Страница 37 из 38
— Я Тео Бун, учусь в восьмом классе Страттенбергской средней школы.
— Так это ты сделал видеоклип, что выложен на «Ю-тубе»? — помог ему мистер Джеррони.
— Да, сэр. С помощью друзей.
Восторженный рев в зале изумил Тео. Оглянувшись, мальчик увидел, как люди повскакивали с мест, и через силу улыбнулся. Клип уже набрал более ста тысяч просмотров.
Видимо, все присутствующие посмотрели его, и не единожды.

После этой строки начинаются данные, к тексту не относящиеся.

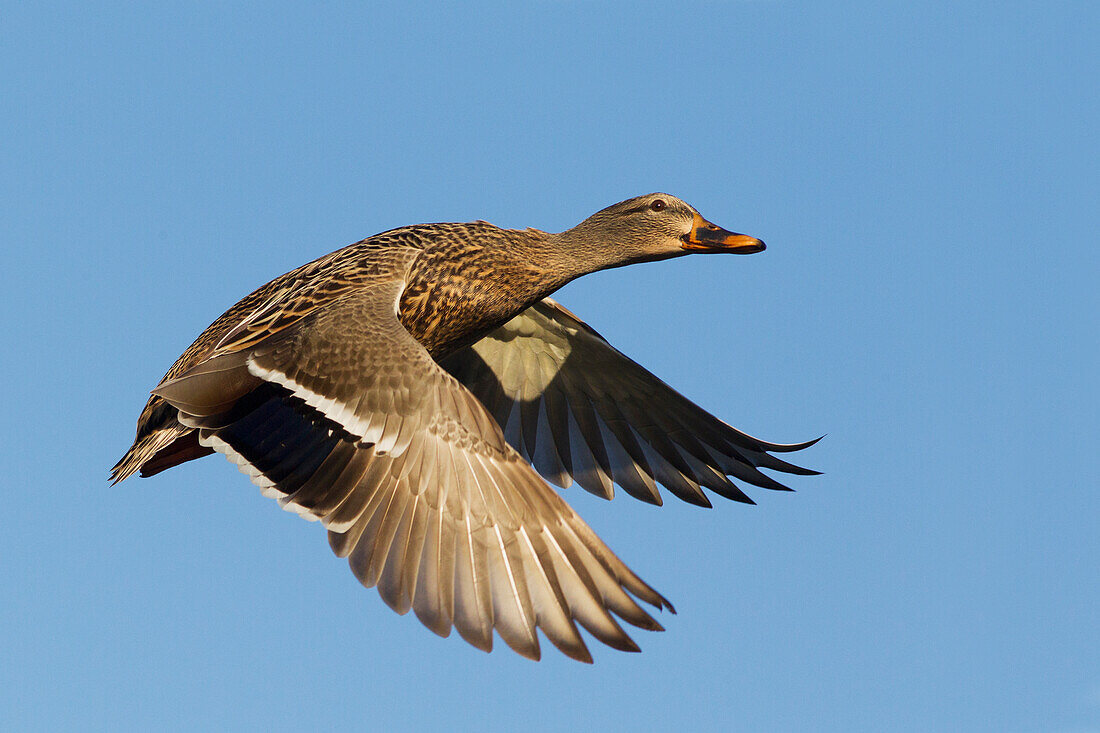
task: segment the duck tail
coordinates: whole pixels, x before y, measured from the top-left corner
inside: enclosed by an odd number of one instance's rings
[[[138,420],[134,444],[111,468],[110,481],[117,484],[138,471],[143,477],[152,476],[213,452],[199,444],[199,434],[194,428],[177,421],[174,407],[154,396]]]

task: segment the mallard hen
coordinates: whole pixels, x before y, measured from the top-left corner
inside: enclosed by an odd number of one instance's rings
[[[591,662],[579,623],[638,651],[612,614],[661,630],[635,598],[672,605],[543,478],[609,499],[618,485],[660,504],[660,484],[701,506],[704,488],[751,503],[729,477],[785,489],[760,469],[816,473],[771,455],[814,441],[733,429],[547,296],[606,268],[763,249],[661,193],[560,234],[478,221],[375,235],[207,328],[153,390],[112,478],[216,451],[441,636],[489,651],[495,629],[538,659],[542,629]]]

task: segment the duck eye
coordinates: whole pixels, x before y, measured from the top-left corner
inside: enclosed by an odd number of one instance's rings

Когда буря немного улеглась, Джеррони сказал:
— Спасибо, мистер Бун, за ваше видео.
Остальные члены комитета чувства благодарности не разделяли. Сэм Макгрей спросил:
— Вы и есть тот самый хозяин собаки?
— Да, сэр.
— Если мне не изменяет память, в газете писали, что вы назвали строителей шоссе бандой отморозков?
В зале раздались свистки — людям не понравился вопрос. Тео впервые убедился, что тринадцать лет — это преимущество: члены комитета не могут позволить себе грубости или откровенного давления в разговоре с мальчишкой.
— Нет, сэр, — невозмутимо ответил он. — Отморозками я назвал негодяев, избивших мою собаку.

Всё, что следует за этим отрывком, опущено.